Jason Atwood knows there's a private prom for high schoolers who want to take dates of the same sex. He's been to one.
But Atwood would rather attend a prom at his own high school. However, he worries that he might be barred because his parents won't sign a permission slip.
Jason's mom, Karen Atwood, said Copper Hills High School seems to be asking parents to waive the school's responsibility to protect gay students.
"If the school is not going to offer that protection, we're not going to sign a slip saying we release the school from liability," Karen Atwood said.
But Copper Hills High School assistant principal Marsha Morgan said the permission requirement is going to be revisited. She has confidence everything will be worked out by prom time.
"It was not intended to be discriminatory," Morgan said.
Jason Atwood and another student had simply wanted to make sure the environment would be safe at last month's Sadie Hawkins dance. He asked for a list of chaperones to let them know his date would be a boy, so they could look out for the couple.
"I wanted to make sure we would be free from discrimination," Jason Atwood said, noting his concern arose from harassment at another school's dance.
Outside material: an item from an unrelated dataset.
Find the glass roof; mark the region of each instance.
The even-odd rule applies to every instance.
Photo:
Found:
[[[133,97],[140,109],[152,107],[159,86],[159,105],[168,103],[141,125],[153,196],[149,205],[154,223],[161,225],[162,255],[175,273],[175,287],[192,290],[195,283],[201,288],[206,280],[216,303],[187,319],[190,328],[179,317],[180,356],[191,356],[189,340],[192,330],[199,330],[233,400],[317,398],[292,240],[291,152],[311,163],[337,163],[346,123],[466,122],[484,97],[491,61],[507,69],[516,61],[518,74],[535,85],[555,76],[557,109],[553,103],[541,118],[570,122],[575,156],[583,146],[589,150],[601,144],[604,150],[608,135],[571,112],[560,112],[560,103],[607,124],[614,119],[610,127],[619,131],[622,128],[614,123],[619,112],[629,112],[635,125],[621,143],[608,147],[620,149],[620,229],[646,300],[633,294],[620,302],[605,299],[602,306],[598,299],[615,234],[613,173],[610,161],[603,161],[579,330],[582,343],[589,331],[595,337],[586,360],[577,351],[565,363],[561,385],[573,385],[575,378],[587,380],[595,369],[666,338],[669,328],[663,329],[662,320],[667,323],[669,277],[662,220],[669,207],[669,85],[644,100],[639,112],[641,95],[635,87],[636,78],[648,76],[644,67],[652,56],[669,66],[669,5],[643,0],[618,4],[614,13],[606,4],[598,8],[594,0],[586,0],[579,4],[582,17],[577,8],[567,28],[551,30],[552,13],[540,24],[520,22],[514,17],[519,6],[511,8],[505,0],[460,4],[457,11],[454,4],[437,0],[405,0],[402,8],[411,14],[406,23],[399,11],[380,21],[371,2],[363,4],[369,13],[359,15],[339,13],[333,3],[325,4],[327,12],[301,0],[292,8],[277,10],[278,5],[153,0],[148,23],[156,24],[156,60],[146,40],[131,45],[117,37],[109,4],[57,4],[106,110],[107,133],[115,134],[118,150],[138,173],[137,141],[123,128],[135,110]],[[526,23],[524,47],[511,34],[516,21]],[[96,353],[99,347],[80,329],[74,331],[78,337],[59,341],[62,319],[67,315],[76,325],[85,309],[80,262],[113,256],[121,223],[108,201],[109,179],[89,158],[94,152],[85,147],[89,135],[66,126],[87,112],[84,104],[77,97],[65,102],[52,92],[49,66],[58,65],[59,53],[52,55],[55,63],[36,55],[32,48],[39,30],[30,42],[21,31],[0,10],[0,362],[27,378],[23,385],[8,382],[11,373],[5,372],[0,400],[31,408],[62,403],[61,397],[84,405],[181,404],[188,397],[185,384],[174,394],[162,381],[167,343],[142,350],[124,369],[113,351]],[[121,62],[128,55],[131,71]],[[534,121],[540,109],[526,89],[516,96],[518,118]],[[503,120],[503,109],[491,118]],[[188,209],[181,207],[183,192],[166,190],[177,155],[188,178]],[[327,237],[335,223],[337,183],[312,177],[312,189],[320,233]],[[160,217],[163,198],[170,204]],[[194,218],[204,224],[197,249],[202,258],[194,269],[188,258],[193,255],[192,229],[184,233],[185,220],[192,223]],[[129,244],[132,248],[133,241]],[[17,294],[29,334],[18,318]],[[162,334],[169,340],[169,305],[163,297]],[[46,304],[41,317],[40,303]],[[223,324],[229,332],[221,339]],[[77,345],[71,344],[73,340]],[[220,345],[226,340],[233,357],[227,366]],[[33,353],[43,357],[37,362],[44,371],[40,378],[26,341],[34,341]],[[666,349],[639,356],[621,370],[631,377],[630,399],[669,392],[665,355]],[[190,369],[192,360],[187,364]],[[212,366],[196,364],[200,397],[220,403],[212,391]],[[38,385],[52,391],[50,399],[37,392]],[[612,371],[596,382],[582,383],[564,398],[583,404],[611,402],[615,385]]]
Morgan said Jason Atwood first brought the request to an assistant principal and then to principal Tom Worlton, who said the boy's parents would have to be OK with it.
Worlton was not working from policy but a judgment call, Morgan said, who is acting principal while Worlton is having knee surgery.
Worlton's judgment call was supported by the district.
"This is purely a safety issue," district spokesman Michael Kelley said. "If there is a concern about the safety of a student, it's our responsibility and obligation to make sure parents are aware of that."
But Karen Atwood wonders if the school is discriminating against her son and trying to shirk its responsibility to protect him.
"Jason gets harassed quite a bit at school just because he's gay," she said. "I just hope the school has the decency to correct its policy and make it a safe environment for all their students."
Worlton's decision prompted protests by some students. They also contacted the ACLU, which offered to step in if needed. On Friday, Worlton sat down with the students and said he'd rethink his decision.
"They had a good talk, listened and shared understanding from where both parties were coming from . . . and Mr. Worlton did agree to again look at that decision before the next date dance," likely the junior prom, Morgan said.While Worlton may not return in time to reverse the decision before the New Year's dance in January, Morgan said she's confident everything will be worked out.